Photo: Everett Collection

“There were girls for whom Peggy had been like a symbol of strength in adversity, especially as a woman in a male-dominated environment, and had to overcome bullying and all that kind of stuff,” Atwell said. “Girls who were not really relating to people in their own schoolwere able to go online and through their shared love of Peggy, meet new friends and develop social groups.”

“And there was a girl that I’d met at a convention who was the center of this friendship group. She was English, but there were people from Canada and all over the States, and they got together and they had this amazing friendship group. I then woke up one morning to find out that she was the first named [victim of the] terrorist attack in Manchester, the Ariana Grande concert,” she said.

The fan Atwell is describing is Georgina Callendar. Someone sent Atwell a photo of the two of them together at a convention after the terrorist attack and the actress posted it online in tribute.

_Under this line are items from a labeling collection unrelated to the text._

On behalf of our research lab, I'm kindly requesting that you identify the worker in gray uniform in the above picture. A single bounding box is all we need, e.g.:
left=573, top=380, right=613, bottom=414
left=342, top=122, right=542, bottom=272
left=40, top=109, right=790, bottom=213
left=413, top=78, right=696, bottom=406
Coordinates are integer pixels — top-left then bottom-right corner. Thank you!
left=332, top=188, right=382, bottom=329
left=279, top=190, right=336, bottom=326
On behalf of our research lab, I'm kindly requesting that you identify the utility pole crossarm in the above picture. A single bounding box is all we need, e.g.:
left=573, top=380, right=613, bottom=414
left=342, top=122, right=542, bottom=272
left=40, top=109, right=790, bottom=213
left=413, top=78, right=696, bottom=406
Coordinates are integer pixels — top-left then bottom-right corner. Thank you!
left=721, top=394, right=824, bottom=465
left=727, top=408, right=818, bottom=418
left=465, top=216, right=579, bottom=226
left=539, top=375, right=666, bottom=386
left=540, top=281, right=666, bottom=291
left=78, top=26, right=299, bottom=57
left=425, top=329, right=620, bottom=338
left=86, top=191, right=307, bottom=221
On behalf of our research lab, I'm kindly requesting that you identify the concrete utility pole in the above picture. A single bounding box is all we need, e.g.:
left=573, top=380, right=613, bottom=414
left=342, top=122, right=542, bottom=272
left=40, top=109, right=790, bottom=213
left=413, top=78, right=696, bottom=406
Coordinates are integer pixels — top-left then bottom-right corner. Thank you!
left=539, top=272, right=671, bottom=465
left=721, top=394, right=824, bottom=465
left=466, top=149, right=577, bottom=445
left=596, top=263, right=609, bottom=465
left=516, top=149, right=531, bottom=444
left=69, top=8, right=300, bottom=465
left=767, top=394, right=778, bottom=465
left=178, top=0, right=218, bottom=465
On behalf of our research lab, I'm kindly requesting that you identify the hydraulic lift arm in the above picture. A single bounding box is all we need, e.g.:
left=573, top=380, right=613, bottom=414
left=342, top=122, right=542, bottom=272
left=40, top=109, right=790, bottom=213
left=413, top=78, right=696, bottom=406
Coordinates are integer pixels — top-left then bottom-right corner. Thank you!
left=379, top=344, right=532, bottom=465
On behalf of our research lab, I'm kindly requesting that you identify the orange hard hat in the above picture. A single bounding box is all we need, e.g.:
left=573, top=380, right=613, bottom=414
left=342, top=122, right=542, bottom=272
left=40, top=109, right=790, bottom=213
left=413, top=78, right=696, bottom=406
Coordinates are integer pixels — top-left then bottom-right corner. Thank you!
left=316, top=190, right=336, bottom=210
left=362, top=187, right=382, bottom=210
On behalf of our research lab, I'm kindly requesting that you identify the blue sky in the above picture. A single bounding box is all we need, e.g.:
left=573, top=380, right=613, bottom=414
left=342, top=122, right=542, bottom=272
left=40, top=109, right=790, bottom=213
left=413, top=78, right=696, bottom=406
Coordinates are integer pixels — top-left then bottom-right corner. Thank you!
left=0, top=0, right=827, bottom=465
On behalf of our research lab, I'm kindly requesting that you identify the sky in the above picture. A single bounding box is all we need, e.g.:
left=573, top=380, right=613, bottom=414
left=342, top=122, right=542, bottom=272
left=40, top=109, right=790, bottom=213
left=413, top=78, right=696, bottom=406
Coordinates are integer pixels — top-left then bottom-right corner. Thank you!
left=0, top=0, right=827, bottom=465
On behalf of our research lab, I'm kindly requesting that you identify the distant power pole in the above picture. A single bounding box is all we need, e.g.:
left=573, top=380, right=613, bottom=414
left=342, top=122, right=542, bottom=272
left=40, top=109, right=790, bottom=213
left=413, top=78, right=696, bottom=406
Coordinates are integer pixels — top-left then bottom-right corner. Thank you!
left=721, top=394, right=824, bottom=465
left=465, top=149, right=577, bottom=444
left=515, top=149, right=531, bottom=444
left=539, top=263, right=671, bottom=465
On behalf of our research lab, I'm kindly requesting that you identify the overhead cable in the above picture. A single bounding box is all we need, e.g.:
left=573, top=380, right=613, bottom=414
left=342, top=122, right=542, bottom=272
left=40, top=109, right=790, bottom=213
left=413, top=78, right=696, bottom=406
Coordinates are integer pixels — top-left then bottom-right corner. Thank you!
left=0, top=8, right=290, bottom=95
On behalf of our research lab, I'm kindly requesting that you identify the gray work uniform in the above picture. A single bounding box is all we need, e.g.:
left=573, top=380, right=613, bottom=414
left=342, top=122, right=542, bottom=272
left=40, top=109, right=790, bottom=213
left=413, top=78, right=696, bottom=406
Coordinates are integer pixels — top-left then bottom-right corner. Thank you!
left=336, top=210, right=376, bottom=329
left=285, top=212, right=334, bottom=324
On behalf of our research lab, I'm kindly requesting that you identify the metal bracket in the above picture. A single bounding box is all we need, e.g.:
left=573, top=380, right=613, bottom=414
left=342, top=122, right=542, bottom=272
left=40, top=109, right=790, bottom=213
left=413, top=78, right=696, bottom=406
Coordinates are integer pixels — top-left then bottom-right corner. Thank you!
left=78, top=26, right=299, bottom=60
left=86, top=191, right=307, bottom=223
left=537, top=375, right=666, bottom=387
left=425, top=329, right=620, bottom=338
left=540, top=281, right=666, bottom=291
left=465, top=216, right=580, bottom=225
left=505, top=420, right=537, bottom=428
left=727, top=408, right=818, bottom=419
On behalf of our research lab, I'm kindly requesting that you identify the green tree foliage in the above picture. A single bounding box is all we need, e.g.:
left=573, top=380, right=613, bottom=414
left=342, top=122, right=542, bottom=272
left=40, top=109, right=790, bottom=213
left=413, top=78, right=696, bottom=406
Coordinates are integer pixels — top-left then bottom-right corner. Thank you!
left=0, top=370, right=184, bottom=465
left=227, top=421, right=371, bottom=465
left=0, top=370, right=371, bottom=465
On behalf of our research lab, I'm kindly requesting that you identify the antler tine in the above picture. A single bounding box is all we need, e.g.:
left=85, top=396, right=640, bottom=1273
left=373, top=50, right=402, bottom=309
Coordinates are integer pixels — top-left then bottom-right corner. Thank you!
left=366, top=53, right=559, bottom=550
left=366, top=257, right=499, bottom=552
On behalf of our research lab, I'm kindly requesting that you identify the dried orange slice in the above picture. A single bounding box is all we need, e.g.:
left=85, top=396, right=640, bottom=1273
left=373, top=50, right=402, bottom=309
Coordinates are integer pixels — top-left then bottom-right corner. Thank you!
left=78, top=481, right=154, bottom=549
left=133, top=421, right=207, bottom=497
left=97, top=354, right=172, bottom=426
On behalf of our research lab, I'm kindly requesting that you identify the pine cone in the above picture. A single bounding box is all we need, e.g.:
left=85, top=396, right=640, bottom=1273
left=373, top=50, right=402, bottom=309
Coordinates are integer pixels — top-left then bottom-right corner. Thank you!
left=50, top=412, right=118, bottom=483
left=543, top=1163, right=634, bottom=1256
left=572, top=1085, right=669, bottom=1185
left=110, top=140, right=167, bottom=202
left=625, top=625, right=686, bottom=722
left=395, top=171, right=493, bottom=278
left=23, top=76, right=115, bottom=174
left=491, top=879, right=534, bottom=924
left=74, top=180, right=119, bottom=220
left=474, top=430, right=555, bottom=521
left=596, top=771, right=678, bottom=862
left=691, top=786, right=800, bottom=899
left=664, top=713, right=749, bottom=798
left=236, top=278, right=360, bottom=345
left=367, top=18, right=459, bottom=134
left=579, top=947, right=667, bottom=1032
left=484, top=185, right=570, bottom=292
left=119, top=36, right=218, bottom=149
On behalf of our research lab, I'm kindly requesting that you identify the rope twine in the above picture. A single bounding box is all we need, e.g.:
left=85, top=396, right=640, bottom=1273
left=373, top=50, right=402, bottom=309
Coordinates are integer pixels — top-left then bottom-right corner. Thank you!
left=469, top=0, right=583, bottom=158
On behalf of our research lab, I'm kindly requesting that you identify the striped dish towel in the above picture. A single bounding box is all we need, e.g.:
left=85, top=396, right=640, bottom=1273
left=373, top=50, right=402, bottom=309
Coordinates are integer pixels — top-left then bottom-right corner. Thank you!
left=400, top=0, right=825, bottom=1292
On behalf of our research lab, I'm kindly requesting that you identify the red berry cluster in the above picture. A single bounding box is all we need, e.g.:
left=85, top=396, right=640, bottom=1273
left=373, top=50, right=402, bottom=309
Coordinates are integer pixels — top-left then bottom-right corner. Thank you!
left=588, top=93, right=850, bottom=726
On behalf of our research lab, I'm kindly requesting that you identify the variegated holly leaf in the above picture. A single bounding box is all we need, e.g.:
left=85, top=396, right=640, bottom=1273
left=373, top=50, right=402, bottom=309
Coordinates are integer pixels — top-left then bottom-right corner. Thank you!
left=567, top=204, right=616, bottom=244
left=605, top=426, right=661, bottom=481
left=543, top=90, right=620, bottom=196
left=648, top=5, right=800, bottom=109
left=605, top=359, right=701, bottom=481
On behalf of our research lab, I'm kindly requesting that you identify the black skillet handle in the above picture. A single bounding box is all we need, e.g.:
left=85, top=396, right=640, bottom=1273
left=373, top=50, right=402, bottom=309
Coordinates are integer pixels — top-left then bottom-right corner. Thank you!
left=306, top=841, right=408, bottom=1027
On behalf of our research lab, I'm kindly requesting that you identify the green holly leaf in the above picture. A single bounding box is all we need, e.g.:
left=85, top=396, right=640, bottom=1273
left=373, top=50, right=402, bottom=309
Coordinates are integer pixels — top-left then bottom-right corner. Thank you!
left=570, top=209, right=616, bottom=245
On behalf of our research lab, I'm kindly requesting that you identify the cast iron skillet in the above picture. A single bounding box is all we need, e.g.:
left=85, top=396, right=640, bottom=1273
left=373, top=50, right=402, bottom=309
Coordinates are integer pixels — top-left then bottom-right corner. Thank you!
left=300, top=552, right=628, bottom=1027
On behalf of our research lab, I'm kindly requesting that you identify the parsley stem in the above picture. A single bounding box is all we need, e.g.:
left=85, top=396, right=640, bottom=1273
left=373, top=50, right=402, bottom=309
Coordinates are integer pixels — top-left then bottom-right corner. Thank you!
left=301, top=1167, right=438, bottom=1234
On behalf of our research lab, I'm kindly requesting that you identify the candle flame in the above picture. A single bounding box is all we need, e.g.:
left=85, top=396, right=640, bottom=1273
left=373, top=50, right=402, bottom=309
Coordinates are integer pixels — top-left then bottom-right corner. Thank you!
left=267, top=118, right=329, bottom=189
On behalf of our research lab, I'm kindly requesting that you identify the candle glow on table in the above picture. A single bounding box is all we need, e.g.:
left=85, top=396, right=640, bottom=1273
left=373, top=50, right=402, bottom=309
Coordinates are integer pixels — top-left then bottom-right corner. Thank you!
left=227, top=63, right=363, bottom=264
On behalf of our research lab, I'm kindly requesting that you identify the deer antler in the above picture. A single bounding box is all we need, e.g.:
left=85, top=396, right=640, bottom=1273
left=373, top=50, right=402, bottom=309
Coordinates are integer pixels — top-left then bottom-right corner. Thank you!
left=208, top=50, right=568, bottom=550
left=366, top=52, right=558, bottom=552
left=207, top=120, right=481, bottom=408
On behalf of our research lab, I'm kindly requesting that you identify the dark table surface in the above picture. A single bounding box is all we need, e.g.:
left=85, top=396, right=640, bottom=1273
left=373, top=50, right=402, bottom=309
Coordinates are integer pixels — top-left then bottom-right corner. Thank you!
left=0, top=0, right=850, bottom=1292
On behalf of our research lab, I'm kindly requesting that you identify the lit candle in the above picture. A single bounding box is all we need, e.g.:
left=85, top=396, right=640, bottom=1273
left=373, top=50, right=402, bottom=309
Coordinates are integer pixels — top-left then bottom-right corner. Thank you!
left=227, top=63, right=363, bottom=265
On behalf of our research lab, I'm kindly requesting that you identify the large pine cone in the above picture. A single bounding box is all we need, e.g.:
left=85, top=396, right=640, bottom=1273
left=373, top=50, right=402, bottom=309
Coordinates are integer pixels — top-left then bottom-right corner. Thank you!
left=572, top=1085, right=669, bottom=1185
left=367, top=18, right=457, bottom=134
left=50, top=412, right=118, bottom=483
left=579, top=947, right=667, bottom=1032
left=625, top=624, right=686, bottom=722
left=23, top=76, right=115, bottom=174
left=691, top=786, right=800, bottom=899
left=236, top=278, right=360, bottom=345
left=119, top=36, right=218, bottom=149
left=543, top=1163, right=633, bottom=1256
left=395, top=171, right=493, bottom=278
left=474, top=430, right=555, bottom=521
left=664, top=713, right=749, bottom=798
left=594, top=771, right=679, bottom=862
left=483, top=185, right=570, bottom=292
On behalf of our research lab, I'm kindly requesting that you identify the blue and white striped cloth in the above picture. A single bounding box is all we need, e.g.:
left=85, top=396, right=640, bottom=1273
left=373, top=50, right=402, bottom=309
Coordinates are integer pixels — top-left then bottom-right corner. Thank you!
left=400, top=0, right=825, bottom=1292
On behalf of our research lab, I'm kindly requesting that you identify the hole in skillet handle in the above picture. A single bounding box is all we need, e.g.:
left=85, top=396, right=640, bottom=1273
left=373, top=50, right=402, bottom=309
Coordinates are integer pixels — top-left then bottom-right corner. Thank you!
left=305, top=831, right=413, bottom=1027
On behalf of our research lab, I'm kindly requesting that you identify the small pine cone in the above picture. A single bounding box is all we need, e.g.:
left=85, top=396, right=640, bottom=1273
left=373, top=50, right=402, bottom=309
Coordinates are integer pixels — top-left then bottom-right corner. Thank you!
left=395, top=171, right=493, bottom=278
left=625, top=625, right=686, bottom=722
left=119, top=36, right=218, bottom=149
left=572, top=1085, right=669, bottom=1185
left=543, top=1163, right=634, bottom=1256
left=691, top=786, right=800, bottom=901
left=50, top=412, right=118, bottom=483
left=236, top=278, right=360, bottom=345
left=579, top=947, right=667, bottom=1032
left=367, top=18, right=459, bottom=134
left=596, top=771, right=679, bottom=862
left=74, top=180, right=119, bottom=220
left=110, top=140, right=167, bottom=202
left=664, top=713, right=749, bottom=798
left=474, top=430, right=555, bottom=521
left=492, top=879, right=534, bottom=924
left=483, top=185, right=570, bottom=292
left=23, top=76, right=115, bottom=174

Atwell explained to me that she was moved to discover how the friends Callendar made all the over the world via the Peggy Carter fan group gathered together at her funeral: “They all got together for her funeral and they sent me photographs of them all together.”

Atwell said, “I feel I am a custodian of Peggy Carter. You project onto these characters what you want. It’s nothing to do with me. But to just see a group of girls who were able to come together and develop a strong friendship network, and then experience such devastation and such horror, and yet because of their friendship group be able to comfort each other and comfort Georgina’s family, it’s really moving to me. That for me is better than the Peggy Carter social status… [It’s] that tagline of, ‘I know my value, anyone else’s opinion doesn’t matter.’ She can be a symbol of strength to women. Also she likes women, she’s a friend to women.”

When I asked Atwell if there were any other “canonical” parts she would like to tackle, she listed Thérèse Raquin, Hedda Gabler, and one surprising Shakespearean villain.

“I would love to play Iago. I think it makes sense that he could be a woman, for sure. He says at the beginning, ‘And by my troth, I’m just as good as any man,'” she said. “Well, every woman I know has said that: I’m just as good, as capable as any man for this.”

Howards End debuts on Starz this Sunday, April 8.